With thriving groups of Killer Queen arcade players in cities like Chicago, Los Angeles, Austin, Portland, and more, it seems unlikely to me that the advent of Killer Queen Black will be anything but a boon to the community. Whatever community Killer Queen Black develops may or may not overlap much with the arcade scene, but what I've witnessed in interviews and while pouring over streams from past BumbleBashes is an open, thoroughly enthusiastic hive that's well-positioned to keep on growing.
"No matter what city we fly to, I'm not gonna know everyone," Love says. "I'm not gonna study their style. It's just 'how can I adapt myself to play with people I've never played with before?' For me, personally, that's the most exciting part about Killer Queen. Playing with people I admire and see playing in other cities. Obviously there's toxic people, but as whole Killer Queen people are the least toxic of gaming communities."
Hopefully the sentiment carries over to Killer Queen Black. Matt Tesch emphasizes that in-game communication is key to Killer Queen Black—cross-platform voice chat was a "first-class" priority and there's a non-verbal pinging system—but the goal is to have a healthy communal presence online. "We know this is a great spectator sport," Tesch says. "Killer Queen arcade is super fun to watch. We have features upcoming planned to allow players to host their own community tournaments and broadcast via Twitch."

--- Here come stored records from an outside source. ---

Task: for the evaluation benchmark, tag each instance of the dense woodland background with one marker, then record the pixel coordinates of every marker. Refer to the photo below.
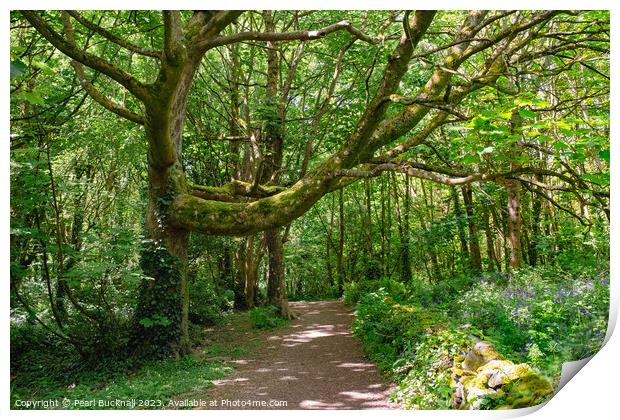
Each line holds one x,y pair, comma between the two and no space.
438,169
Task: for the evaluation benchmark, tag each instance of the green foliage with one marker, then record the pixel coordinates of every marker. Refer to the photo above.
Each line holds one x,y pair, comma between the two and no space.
354,291
154,383
424,374
267,317
386,327
542,316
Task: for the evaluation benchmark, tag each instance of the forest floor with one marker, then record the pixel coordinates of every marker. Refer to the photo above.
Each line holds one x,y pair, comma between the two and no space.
312,363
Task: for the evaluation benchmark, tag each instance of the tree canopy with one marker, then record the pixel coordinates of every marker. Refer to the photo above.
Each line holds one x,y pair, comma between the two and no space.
439,126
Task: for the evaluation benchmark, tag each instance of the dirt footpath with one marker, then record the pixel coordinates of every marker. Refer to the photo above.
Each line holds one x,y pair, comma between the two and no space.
315,363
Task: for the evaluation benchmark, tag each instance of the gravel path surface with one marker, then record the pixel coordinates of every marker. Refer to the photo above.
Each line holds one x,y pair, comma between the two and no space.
314,363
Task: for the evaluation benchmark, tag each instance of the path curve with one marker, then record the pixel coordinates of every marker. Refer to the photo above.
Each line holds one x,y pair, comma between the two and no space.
314,363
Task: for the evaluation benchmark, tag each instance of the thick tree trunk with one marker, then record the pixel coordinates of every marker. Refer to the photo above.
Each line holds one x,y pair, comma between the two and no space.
276,286
474,245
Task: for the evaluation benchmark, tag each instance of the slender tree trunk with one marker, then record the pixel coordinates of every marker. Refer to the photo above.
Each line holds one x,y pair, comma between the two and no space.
276,286
459,222
340,253
513,189
490,242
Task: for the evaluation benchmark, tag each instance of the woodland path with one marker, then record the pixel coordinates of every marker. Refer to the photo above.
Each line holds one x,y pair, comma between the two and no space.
314,363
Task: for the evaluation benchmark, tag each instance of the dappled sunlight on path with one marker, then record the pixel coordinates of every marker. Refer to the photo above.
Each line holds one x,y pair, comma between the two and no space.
315,363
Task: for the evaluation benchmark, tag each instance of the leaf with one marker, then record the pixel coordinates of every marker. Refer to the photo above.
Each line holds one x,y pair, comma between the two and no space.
469,159
486,150
18,68
600,178
526,113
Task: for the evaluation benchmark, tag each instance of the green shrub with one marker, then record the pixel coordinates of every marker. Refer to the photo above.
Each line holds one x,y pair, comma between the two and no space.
385,327
209,302
354,291
266,317
543,316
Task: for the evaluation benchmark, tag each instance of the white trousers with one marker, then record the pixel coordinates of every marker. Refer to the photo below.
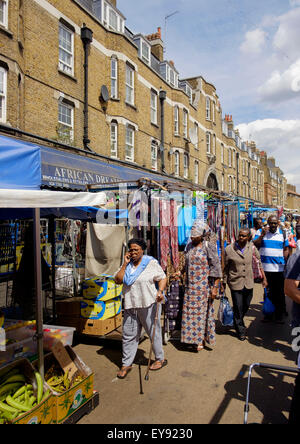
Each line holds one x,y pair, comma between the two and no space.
134,320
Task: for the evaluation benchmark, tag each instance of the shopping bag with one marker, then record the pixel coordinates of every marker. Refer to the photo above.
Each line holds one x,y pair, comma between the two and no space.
257,273
225,314
268,307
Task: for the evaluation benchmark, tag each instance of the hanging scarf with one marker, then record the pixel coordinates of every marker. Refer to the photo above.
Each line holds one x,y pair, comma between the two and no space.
130,277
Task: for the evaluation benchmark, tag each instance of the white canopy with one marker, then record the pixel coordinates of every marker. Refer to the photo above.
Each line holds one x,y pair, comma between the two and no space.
49,199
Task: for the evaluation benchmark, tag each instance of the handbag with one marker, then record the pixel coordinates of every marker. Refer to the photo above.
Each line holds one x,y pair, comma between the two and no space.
292,242
225,314
257,273
268,307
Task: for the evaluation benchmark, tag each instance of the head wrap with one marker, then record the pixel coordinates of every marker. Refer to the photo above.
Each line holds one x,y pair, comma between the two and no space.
139,242
200,229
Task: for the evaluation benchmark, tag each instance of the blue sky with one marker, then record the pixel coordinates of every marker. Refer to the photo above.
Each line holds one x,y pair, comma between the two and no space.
250,51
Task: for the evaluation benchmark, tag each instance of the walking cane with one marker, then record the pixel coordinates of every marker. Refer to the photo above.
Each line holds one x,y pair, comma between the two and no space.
152,340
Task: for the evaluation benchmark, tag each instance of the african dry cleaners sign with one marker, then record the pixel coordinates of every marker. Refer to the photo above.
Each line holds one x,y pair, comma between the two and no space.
73,177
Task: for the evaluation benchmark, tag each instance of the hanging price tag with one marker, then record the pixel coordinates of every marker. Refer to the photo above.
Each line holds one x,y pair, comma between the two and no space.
64,359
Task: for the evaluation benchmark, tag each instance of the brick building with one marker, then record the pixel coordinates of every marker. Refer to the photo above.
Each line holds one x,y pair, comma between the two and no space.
134,107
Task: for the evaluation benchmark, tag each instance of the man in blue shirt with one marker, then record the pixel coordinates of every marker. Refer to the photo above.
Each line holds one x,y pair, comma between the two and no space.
274,252
291,288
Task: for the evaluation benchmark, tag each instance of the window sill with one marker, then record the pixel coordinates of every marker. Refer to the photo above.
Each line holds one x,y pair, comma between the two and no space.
131,106
70,76
6,31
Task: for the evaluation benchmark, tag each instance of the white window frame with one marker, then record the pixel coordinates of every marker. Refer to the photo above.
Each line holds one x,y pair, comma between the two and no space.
222,154
185,166
214,147
176,120
207,114
114,140
63,66
68,126
4,21
3,95
145,52
154,152
153,107
129,83
208,143
176,163
196,172
129,150
229,157
172,77
196,129
185,123
114,78
109,15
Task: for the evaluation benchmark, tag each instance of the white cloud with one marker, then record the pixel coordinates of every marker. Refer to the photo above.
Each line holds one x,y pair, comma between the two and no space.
254,41
282,86
280,139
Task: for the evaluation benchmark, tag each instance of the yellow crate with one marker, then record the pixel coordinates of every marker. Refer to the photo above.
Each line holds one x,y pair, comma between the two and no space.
42,413
101,309
101,288
65,404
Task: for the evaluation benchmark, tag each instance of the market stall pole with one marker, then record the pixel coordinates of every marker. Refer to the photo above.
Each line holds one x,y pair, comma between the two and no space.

"My question is 'how big is this going to get?'" asks Chris Wallace, one of the designers of Killer Queen Black. "Will it become such a large thing that it's around the world, that there are micro-communities in a giant community that's international?"
It will be a while before we know if Killer Queen Black takes off alongside its arcade predecessor, but the journey starts today. The release of Killer Queen Black coincides with the start of the fourth annual BumbleBash in Chattanooga, Tennessee, where there will be tournaments for both Killer Queen and Killer Queen Black. If any players attend specifically for Black, perhaps having played its beta but not the arcade game, then I have a good feeling they'll be welcomed by veteran arcade players with open arms.
As Krim says, in his eyes, "anything that'll get more people to play Killer Queen is great."
"It's totally not a cult," Love interjects.
"No one said that it is," Krim replies with a laugh, "but it's totally not."